In 2020 FF found itself at another impasse, its staff working from their homes, distanced yet still together in the search for resources to distribute equally to individual artists whose soulful missions aim at nothing less than changing the world. Currently headquartered on the campus of Pratt Institute on what was originally homeland for the Lenape peoples, FF acknowledges that the land on which it operates came to us through violent exclusion and erasure of Lenape and other indigenous peoples and aims to honor all members and accomplishments indigenous communities, past, present and future. FF recognizes its privileges, its origins in white racist systems that dominate and control access and liberty for others, and the fact that there is still much for us to change. FF strives to create an all-accepting, ever-growing, and ever-morphing community by continually tacking to the margins and remaining determined to sing the polyvocal songs of the unsung; to support artists left out of the mainstream due to various marginalities; to address hot-button topics such as race, gender, ability, economics, equity, and justice; and to present to the world the abundance of once-disfavored and experimental art and culture represented within its archives. Mirroring Cornell West’s assertions about “the central role of the arts for oppressed people,” FF’s voluminous archives are very real documentation of the art and artists of an explosive period in world culture. 

FF remains an emergent phenomenon, a vital ongoing art project with a far-reaching network of participants. What makes FF invaluable beyond its funding, generous administrative support, powerful networking system, and platforms offering unbridled freedom to experiment in ways often labeled inappropriate by the mainstream, is the legitimacy FF name recognition lends and the opportunities it forges to let artists be heard loudly and clearly by insiders and newcomers alike.
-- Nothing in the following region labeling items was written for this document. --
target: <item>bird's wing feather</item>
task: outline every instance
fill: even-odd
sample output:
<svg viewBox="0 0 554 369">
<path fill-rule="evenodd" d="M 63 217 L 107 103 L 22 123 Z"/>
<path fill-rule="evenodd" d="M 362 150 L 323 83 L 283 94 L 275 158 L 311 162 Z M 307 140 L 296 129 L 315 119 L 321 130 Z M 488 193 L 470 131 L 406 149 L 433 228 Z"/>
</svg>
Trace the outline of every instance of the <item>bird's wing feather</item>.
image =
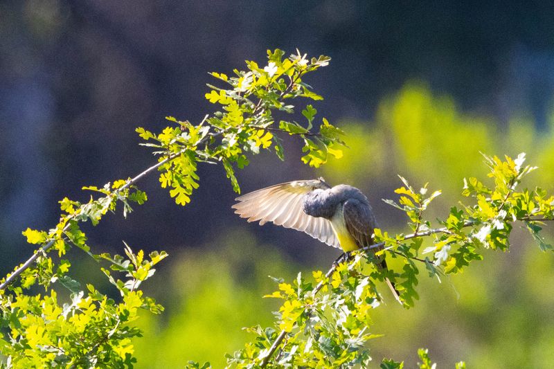
<svg viewBox="0 0 554 369">
<path fill-rule="evenodd" d="M 248 222 L 260 221 L 260 225 L 271 222 L 278 226 L 305 232 L 322 242 L 339 247 L 331 222 L 308 215 L 303 209 L 303 197 L 316 188 L 328 185 L 319 180 L 294 181 L 280 183 L 236 198 L 235 213 Z"/>
<path fill-rule="evenodd" d="M 343 205 L 343 215 L 346 228 L 360 247 L 370 245 L 375 218 L 369 205 L 355 199 L 346 200 Z"/>
</svg>

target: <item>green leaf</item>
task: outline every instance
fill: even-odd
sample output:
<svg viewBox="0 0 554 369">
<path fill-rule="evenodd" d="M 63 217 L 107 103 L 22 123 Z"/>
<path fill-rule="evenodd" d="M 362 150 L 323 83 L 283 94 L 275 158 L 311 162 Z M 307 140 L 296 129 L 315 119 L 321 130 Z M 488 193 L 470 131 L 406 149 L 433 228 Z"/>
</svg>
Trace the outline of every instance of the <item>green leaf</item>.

FF stands with #BlackLivesMatter, BIPOC, LGBTQ+, ALAANA and all humans and pledge to continue taking action to eradicate racism; to decolonize; to tear down barriers and replace them with doors and windows. FF strives to create inclusive space for questioning, for difficult conversations and action no matter how uncomfortable it makes us. FF believes there is no progress without friction, that its efforts need to rest on an open invitation to debate, dialogue, and learn in service to social justice. To this end FF

  • has built a virtual LOFT on its website to serve a free worldwide platform supporting cultures of active participation, listening, feeling, healing and action;

  • strives to ensure that FF’s Board of Directors and staff better represent the incommensurable constituencies served; and 

  • will continue efforts to dismantle institutional racism, plantation capitalism, entrenched patriarchy, and other foul systems of oppression.

FF believes true humanity, justice, and equity only can be achieved when advantaged people and organizations act on behalf of all the disadvantaged, acknowledge privileges, and remain determined to continue to learn and act to better the world. FF welcomes your input anytime and can be contacted at mail@franklinfurnace.org and (718) 687-5800. Thank you.

Accessibility

Franklin Furnace Archive continues to prioritize accessibility for all programs and its website.

Supported by 2022 and 2023 MAAF Forward Fund grant supporting technical assistance, 400 images at www.FranklinFurnace.org are now accompanied by Alt-Text, created interdependently by Bojana Coklyat, Laura Raicovich and Franklin Furnace staff.